Ces avancées pourraient être considérées comme des signes de bonnes dispositions à réduire les écarts d'ici la fin de l'année. Il y a aussi qu'il ne reste qu'un mois à peu près avant  que  se  tienne  le  sommet  du G-20 à Seoul, au cours duquel le commerce devrait jouer un rôle important dans l'ordre du jour des dirigeants, il semble que le groupe de négociations sur l'AMNA ne se sente pas particulièrement pressé de commencer à réduire les écarts qui demeurent à l'égard de certaines questions en suspens et, en particulier, les pourparlers sectoriels, qui sont déterminants pour que les pourparlers arrivent à terme.

Lors de cette semaine AMNA, les séances étaient organisées en prenant appui sur diverses propositions présentées récemment et qui vont de l'étiquetage des produits chimiques et des textiles au niveau d'ambition que l'on recherche dans les propositions pour les produits électroniques et automobiles.

Certains pourparlers en petits groupes se sont également déroulés, sous l'égide du Japon, qui a réuni les auteurs de propositions «sectorielles» afin d'examiner de quelle façon ont peut faire avancer le travail dans cette partie très importante des négociations.
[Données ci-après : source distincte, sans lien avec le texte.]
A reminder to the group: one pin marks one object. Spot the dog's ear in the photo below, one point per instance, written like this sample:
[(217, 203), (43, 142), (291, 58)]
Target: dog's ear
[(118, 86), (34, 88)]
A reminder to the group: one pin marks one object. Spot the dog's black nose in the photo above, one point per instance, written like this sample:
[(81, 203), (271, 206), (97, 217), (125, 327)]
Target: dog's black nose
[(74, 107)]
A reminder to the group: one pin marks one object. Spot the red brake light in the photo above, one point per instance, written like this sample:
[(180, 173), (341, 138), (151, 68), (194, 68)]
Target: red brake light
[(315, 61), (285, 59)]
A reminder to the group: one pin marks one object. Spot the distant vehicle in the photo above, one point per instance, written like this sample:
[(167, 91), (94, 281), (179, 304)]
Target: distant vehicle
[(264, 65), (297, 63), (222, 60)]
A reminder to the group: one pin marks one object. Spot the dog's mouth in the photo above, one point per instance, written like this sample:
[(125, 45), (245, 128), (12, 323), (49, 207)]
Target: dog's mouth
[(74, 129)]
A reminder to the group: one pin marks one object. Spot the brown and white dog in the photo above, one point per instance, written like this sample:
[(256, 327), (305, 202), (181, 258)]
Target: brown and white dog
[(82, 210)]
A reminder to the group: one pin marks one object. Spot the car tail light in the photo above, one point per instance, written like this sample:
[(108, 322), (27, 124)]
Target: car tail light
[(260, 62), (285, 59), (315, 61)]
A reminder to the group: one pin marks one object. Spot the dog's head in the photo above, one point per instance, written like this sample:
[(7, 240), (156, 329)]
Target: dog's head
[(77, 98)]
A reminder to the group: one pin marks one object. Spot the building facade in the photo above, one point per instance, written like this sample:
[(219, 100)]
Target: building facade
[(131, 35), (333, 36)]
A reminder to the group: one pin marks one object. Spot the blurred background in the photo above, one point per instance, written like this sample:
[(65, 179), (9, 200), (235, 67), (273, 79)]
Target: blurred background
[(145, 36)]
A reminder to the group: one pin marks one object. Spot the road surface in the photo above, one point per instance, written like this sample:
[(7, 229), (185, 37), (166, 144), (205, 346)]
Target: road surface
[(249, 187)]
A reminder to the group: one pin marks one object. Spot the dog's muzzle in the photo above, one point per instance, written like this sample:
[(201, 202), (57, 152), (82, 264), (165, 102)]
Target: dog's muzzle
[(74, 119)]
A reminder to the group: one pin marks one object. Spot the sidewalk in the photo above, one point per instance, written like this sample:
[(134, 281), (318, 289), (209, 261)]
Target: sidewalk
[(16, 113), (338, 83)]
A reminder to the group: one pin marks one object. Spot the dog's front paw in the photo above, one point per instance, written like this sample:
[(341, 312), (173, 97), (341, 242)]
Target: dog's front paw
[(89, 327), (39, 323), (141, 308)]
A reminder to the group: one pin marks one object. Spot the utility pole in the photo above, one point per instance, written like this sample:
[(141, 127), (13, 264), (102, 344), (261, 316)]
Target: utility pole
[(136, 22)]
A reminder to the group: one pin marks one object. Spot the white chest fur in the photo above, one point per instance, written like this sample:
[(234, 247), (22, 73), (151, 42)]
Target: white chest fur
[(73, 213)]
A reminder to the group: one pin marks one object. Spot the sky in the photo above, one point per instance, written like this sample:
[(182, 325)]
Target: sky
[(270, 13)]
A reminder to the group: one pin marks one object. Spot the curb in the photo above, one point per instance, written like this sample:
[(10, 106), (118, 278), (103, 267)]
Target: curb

Le Japon a présenté une proposition officielle sur la façon d'aborder les réductions tarifaires dans le secteur des produits électroniques et électriques, selon laquelle différentes réductions tarifaires pourraient être appliquées à différentes lignes tarifaires.

Manifestement, ceci représente un secteur dans lequel le Japon, et dans une  certaine  mesure  la  Chine,  sont considérés comme des gagnants probables si d'autres pays en développement émergents, notam- ment le Brésil, l'Inde et l'Afrique du Sud, acceptaient d'ouvrir davantage leurs marchés dans ces secteurs.

Jusqu'à présent, les trois principaux pays sur lesquels son ciblées les initiatives sectorielles, en l'occurrence la Chine, le Brésil et l'Inde, ne se sont pas montrés particulièrement inté- ressés à participer aux pourparlers, principalement parce qu'ils ne considèrent pas que les États-Unis sont  politiquement  prêts  à  consentir les compromis nécessaires pour parvenir à un accord.

Les pourparlers bilatéraux que les États-Unis ont entrepris avec l'Inde récemment n'ont pas permis de sortir de l'impasse non plus.

Le Brésil n'est toujours pas disposé à ouvrir ses secteurs des produits chimiques et des machines à la concurrence, d'autant plus qu'à présent, il aborde l'étape finale de ses élections présidentielles. La Chine est déjà imbriquée dans une lutte politique au sujet de ses pratiques en matière de taux de change.

Le petit groupe AMNA pour sauver l'année

Le groupe de négociation AMNA doit se retrouver à partir du 22 novembre, ce sera certainement la dernière session de négociation de l'année.

D'ici là, tous les regards sont rivés sur le petit groupe nouvellement constitué à la tête duquel se trouve l'île Maurice (ce petit groupe comprend l'Argentine, l'Australie, le Bangladesh, le Brésil, le Canada, le Chili, la Colombie, l'Égypte, l'UE, Hong Kong, l'Inde, l'Indonésie, le Japon, la Corée, le Mexique, l'Afrique du Sud et les États-Unis) qui  tentera ainsi de sortir de l'impasse et d'aider M. Lamy à décrire la situation relative à l'AMNA et à l'ensemble des négociations devant les dirigeants du G-20 lors de leur sommet qui se déroulera du 11 au 13 novembre à Seoul.